A review of medical ethics and ethical problems that arise when machine learning models and AI is applied to medicine and healthcare data.
Key concepts
- We discuss medical ethical considerations related to AI and machine learning in medicine.
- Medical data is subject to strict privacy which causes problems for reproducibility and interpretability of medical AI.
- Data is always biases and algorithms will learn these biases.
- Before AI models take over medicine, it must be clear who is responsible for the output and its implementation.
Principles of medical ethics
New technology comes with new ethical dilemmas to resolve, and AI is no exception. The potential benefits of AI are real, as are ethical concerns. As we invest resources in research, software, hardware, and other logistics, these resources are taken from elsewhere. The ramifications of AI in medicine are considerable, and clinicians need to become informed. Let’s describe some common ethical dilemmas about AI models that clinicians and developers should reflect on. The central ethical principles in medicine, patient care, and treatment comprise four pillars. These are beneficence, non-maleficence, respect for patient autonomy, and justice. Additional principles that follow are informed consent, truth-telling, and confidentiality.1
Beneficence | Duty to “do good” |
Non-maleficence | Duty to “not do bad” |
Autonomy | Duty to respect the patient’s right to self-determination |
Justice | Duty to treat all patients equally and equitably |
Informed consent | |
Truth-telling | |
Confidentiality | Patient confidentiality |
The four pillars of medical ethics and derived principles.
Data privacy
ML and AI are potent methods often described as “data hungry.” They need large amounts of data to learn desired patterns and capture rare or unusual cases. AI models use statistical relationships at their core and, therefore, thrive on large amounts of data during training, encouraging large-scale data collection. Data can constitute a risk to patient integrity even in the right hands.

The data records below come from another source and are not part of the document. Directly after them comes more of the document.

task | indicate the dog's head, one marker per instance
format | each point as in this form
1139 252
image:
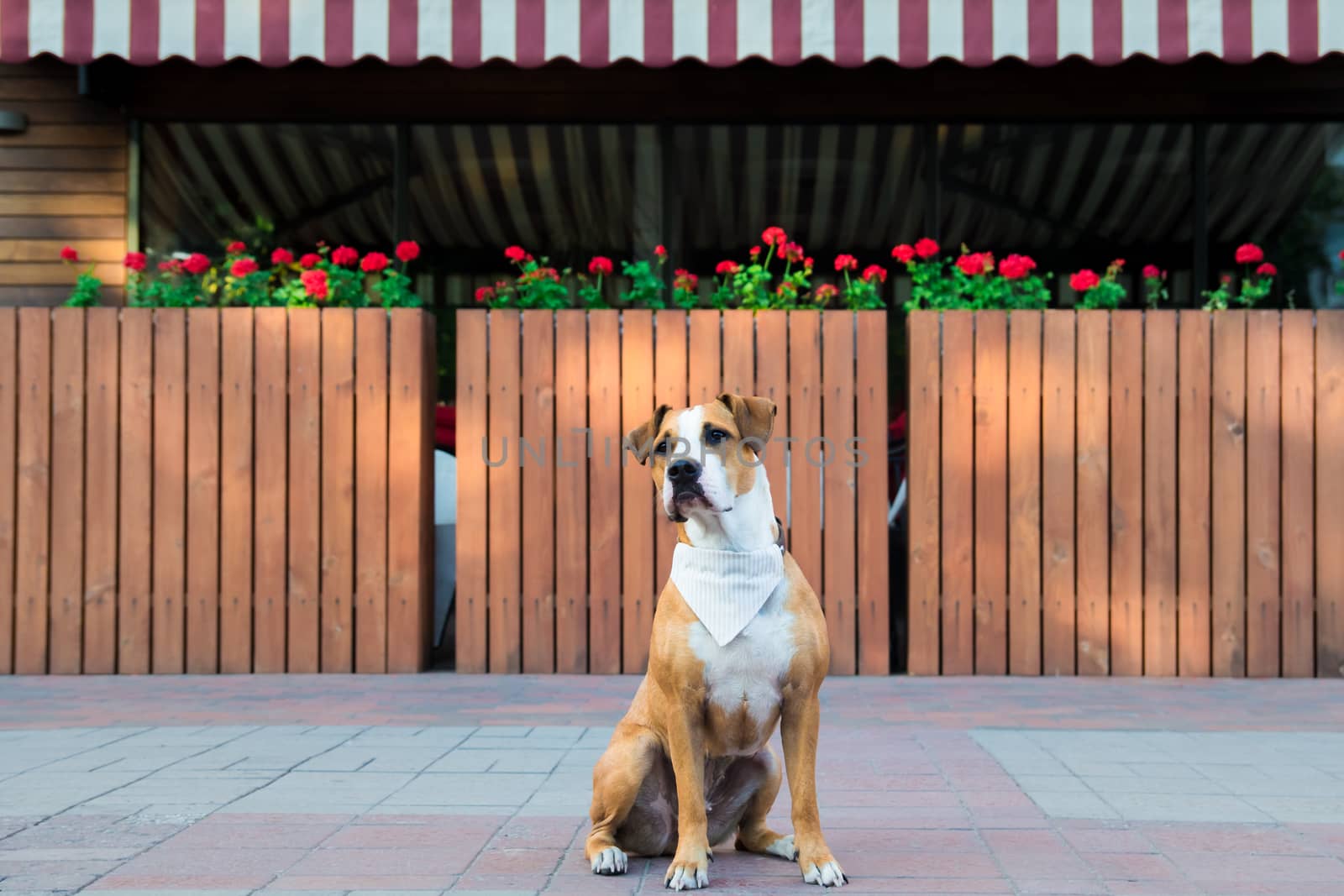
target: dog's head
705 456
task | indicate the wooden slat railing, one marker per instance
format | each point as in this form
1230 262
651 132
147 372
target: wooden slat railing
1166 490
561 560
179 490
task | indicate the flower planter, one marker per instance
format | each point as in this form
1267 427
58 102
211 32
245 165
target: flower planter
1126 493
561 557
215 490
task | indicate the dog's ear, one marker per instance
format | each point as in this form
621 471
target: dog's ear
640 439
753 414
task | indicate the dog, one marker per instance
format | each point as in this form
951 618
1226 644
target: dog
690 763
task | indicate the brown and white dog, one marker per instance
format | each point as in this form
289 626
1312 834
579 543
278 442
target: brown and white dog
690 763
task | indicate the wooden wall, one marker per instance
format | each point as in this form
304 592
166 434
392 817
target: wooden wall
1126 493
215 490
64 181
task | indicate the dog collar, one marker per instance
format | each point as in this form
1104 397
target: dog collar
726 589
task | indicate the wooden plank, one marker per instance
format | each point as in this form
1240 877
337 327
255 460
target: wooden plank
302 577
8 436
235 490
1263 483
539 492
1126 493
1093 486
991 453
922 492
703 372
638 587
34 493
772 382
67 439
1330 486
134 490
958 488
407 481
1057 493
738 352
203 490
45 250
669 385
1025 363
1160 390
839 593
100 559
168 618
806 448
338 492
604 378
1229 437
270 432
371 492
506 510
871 430
1194 493
571 551
1299 463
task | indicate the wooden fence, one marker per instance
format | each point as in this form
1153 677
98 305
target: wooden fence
561 558
1126 493
214 490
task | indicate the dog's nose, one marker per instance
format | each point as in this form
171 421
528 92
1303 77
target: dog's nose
683 470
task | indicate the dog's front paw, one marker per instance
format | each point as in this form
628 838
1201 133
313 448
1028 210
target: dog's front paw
609 862
820 867
690 869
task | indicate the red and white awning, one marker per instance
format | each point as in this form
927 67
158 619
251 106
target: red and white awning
659 33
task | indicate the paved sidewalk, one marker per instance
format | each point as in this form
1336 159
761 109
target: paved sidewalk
437 783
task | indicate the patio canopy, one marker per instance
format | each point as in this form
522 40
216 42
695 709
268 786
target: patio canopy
659 33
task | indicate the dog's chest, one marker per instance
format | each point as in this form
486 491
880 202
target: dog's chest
743 679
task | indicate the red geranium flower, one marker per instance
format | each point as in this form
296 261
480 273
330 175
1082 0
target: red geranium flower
315 284
1249 254
905 253
244 266
1084 280
374 262
1016 266
927 248
976 264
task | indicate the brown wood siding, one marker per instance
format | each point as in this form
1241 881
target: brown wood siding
62 183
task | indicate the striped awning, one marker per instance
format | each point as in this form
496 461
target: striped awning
659 33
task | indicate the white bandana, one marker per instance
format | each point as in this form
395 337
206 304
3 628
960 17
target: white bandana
726 589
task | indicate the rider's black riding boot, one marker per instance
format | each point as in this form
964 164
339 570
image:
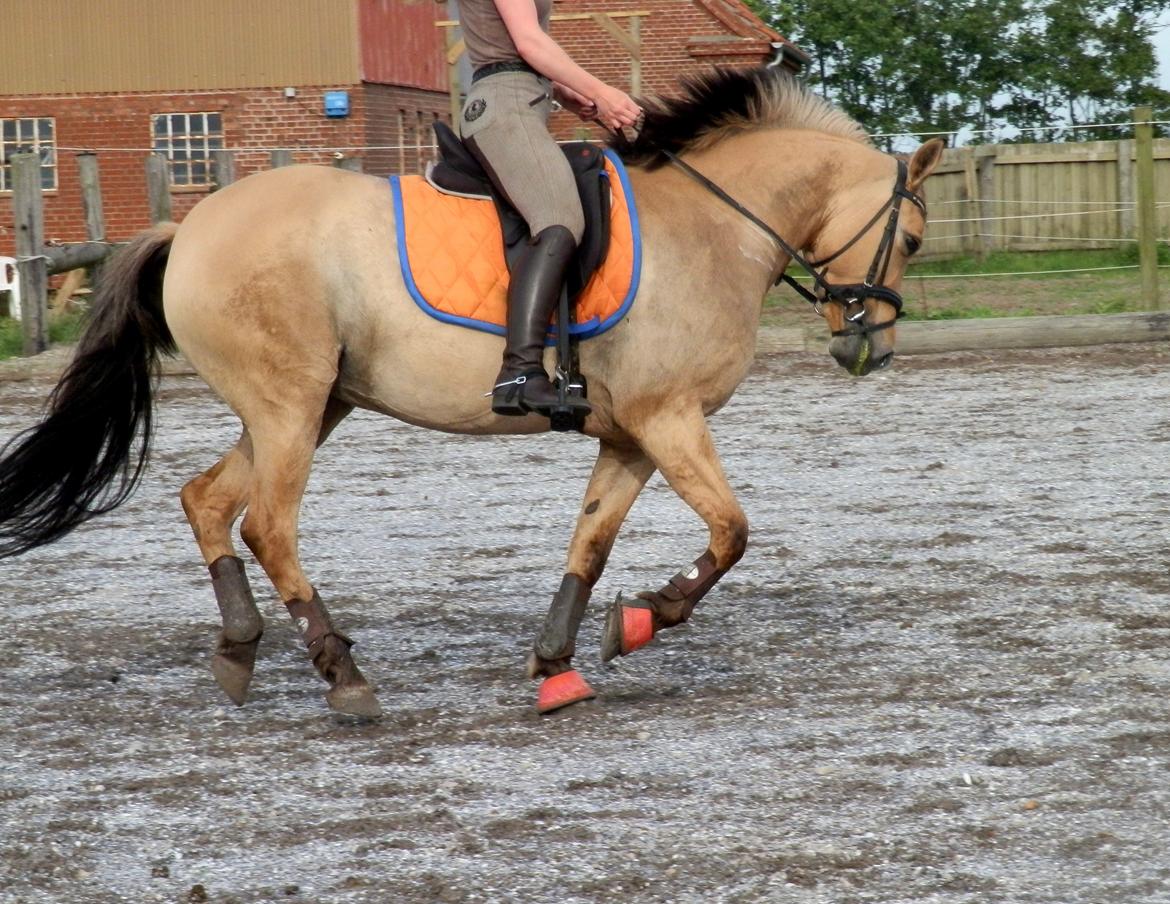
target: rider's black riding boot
523 385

Oversharing, overuse of personal data, or data theft all pose risks to patient privacy and risk the data falling into the wrong hands or being used for improper purposes. Medical data is sensitive and usually can’t be shared, causing problems with reproducibility and reporting on models’ outcomes.
There are ways to anonymize and share data legally and responsibly.2 This is highly encouraged but not always easy.
AI models are unfairly biased
Bias and fairness are transferred to the output data. AI model will learn the data’s prejudice. These biases carry over to the output data, and an AI model will retain the data’s prejudice.3 Clinicians, biased by the AI interpretation, risk perpetuating that bias.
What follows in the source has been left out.